Seshadri agreed with the NCLT’s approach.

He said, “the purpose is to ensure that the company against whom the action is brought is not unnecessarily dragged through the litigation process. So at the stage of considering a waiver application, the NCLT is saying if I’m going to give you the gate pass to enter the hall, I would request you to show that what is it that you’re so aggrieved about or are you simply trying to bring disrepute to the company?”

But Sethi said at the stage of granting a waiver, fulfilling the winding-up requirement is premature.

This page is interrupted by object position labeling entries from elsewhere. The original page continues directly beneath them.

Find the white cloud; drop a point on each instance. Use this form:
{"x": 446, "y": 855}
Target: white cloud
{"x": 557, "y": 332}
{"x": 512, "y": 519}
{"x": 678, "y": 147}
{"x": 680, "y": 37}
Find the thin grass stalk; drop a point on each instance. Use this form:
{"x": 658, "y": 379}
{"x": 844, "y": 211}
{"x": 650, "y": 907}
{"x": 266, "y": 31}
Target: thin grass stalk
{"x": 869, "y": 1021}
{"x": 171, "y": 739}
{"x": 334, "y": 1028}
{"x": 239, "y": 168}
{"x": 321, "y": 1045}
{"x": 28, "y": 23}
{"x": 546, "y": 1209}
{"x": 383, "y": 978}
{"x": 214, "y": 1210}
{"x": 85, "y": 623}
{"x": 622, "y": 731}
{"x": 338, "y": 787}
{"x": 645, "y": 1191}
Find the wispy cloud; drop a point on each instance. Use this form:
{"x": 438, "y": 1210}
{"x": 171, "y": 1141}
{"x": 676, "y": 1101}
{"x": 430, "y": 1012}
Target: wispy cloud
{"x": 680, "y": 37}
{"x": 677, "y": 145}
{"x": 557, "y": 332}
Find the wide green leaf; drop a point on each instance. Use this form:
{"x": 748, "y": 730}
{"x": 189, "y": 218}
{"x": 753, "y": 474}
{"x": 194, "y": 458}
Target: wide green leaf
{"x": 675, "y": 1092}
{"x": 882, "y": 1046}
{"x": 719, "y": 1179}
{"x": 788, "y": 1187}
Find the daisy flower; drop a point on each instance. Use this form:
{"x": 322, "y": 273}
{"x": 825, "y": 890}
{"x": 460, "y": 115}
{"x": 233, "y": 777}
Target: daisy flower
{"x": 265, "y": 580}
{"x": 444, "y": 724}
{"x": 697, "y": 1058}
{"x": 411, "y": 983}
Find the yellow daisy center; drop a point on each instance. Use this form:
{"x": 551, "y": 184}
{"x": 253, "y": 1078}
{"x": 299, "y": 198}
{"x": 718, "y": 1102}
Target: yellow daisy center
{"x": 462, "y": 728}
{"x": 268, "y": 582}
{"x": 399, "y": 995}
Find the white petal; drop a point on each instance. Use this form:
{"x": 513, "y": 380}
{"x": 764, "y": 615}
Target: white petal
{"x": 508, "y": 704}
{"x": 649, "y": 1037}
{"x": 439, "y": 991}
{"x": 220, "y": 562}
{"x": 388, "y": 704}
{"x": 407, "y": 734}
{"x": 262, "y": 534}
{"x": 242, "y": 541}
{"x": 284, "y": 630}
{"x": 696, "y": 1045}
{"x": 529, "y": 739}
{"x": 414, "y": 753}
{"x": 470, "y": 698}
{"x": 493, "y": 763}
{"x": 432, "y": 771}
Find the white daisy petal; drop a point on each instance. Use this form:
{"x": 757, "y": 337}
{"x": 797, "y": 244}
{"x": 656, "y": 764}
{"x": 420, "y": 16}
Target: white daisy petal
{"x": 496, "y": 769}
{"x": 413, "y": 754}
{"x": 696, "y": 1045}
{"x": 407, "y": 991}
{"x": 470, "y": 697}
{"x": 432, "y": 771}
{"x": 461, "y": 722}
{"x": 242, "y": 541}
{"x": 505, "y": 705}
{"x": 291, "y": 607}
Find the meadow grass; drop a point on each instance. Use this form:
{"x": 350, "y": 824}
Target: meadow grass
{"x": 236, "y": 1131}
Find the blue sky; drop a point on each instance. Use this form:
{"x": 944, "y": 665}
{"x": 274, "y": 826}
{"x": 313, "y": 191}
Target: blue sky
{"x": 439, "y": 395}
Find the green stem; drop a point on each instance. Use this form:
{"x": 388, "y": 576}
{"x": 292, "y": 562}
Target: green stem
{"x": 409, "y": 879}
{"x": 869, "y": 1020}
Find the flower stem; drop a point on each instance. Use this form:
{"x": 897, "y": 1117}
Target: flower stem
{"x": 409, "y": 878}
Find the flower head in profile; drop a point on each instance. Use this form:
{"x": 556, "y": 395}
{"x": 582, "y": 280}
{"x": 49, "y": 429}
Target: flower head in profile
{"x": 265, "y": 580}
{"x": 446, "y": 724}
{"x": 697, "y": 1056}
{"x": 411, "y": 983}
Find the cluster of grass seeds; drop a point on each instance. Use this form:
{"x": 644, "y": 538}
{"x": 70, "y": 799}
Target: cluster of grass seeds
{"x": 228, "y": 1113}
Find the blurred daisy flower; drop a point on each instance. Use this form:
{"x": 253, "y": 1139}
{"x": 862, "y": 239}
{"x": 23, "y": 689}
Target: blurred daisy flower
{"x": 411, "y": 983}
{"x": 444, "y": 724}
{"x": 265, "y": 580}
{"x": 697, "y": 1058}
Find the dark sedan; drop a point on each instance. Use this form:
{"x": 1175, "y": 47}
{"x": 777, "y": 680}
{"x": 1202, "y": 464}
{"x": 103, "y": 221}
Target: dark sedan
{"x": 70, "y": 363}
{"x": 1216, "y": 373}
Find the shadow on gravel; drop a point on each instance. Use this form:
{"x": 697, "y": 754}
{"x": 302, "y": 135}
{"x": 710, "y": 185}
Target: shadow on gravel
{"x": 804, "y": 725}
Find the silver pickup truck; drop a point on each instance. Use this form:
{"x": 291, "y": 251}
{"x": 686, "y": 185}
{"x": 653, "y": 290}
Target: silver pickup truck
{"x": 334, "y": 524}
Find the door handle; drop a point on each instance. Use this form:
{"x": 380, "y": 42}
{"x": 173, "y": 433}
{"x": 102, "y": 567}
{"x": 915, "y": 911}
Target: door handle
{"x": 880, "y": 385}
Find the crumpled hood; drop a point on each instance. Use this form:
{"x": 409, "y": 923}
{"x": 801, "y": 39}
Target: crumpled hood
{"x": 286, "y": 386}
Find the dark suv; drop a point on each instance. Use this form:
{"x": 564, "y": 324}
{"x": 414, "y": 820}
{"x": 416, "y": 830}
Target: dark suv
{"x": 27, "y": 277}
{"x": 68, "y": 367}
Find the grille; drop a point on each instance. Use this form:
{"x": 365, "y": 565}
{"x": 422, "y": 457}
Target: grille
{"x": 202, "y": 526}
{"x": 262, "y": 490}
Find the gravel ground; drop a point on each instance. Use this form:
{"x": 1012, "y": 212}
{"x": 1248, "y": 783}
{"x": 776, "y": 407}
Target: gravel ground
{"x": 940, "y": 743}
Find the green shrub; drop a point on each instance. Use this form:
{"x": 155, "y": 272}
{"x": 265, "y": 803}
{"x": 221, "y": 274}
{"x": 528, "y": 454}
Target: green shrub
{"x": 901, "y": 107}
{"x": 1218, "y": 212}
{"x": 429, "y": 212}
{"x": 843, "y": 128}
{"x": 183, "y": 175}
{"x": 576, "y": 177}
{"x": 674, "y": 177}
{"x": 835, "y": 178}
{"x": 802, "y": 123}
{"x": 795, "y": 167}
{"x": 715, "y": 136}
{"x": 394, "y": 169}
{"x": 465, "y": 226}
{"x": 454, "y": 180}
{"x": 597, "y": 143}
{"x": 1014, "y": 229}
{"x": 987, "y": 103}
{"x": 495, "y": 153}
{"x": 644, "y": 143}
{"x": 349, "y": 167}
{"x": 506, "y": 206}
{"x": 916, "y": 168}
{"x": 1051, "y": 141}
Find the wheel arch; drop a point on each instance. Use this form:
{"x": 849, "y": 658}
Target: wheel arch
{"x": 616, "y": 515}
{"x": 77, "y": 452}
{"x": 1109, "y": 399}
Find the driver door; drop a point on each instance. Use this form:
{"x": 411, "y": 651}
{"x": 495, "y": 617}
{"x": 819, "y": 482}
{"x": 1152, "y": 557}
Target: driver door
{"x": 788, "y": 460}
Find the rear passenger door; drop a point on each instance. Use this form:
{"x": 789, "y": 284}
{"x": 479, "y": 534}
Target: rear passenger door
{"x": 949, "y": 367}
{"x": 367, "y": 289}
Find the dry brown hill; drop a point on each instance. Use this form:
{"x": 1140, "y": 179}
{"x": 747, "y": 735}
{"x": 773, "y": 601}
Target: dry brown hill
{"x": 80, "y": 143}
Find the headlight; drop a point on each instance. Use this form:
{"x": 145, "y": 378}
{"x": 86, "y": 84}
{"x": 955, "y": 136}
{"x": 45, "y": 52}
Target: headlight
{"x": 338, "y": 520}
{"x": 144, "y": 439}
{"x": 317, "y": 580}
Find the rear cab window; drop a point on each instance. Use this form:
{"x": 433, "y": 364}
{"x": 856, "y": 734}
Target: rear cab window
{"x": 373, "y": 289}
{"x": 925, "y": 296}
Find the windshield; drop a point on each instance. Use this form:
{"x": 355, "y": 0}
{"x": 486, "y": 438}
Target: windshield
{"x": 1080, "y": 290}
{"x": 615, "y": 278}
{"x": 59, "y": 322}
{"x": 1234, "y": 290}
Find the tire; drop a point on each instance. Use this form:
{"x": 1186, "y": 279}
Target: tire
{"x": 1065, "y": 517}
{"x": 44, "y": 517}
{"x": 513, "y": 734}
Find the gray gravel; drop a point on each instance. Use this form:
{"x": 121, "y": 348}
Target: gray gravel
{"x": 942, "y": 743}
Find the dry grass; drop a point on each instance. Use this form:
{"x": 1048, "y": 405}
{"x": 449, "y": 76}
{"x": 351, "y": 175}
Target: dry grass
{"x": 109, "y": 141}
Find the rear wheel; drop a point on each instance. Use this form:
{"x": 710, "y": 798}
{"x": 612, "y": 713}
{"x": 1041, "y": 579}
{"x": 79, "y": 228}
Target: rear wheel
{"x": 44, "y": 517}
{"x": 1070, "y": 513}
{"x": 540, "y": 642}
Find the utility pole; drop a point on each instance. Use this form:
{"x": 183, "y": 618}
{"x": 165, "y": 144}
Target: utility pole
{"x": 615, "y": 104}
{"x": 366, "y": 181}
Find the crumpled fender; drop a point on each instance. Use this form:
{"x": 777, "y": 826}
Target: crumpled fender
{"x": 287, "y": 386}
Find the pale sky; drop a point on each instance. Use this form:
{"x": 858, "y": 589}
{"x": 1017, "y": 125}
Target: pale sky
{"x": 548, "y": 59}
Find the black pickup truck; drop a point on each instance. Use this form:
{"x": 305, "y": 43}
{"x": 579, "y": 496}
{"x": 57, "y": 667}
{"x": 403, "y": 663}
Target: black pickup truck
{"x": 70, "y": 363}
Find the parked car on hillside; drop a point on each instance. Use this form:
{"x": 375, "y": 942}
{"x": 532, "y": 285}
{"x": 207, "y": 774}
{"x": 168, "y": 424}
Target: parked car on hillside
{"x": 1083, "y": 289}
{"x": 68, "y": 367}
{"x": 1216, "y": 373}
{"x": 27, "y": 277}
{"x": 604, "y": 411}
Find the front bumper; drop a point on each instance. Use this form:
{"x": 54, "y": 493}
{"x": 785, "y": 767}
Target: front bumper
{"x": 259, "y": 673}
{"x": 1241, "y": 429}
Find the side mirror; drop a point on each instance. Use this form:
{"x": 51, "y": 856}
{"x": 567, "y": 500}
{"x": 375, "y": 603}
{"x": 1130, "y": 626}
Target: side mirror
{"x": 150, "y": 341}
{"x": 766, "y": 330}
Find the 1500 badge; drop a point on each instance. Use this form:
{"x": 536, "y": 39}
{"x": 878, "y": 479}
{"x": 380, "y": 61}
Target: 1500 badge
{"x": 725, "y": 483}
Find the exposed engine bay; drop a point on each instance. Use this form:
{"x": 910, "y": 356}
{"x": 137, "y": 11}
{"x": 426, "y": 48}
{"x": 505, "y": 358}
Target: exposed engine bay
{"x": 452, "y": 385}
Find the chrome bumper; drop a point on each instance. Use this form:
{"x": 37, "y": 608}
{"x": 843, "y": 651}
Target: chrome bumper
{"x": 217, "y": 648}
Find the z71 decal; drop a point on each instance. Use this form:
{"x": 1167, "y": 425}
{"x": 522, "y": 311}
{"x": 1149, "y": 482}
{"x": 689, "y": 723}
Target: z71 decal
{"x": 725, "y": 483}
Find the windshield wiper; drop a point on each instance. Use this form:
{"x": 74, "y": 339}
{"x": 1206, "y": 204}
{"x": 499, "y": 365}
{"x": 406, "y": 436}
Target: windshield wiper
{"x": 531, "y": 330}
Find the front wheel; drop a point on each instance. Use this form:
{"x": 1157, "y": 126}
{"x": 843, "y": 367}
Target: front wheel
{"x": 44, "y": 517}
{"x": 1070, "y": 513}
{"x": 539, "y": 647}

The NCLT shouldn’t have got to this stage when the merits have not even been argued. The effect of this order would be that you will have to argue oppression and mismanagement and if you’re successful, you may get a waiver too. But this is not the way waiver provision should be interpreted as this should be decided at the outset.
Rajat Sethi, Partner, S&R Associates

Vyapak Desai, head of litigation and dispute resolution practice at Nishith Desai Associates, interepreted the order differently.

It does not seem to be the ratio or the rationale of the judgment that at the stage of waiver application, you have to make a case for winding up as prescribed under Section 242 as well in addition to the cause of action test for oppression and mismanagement under section 241. There are references about issues related to Section 242 but that’s not the basis of this judgment.  
Vyapak Desai, Head-Litigation & Dispute Resolution, Nishith Desai Associates 

But if it is interpreted that such a test under Section 242 has to be met to win a waiver, it may be going beyond the provisions of law, he added.

This precedent will become clear once the National Company Law Appellate Tribunal rules on Cyrus Mistry’s appeal against the NCLT order.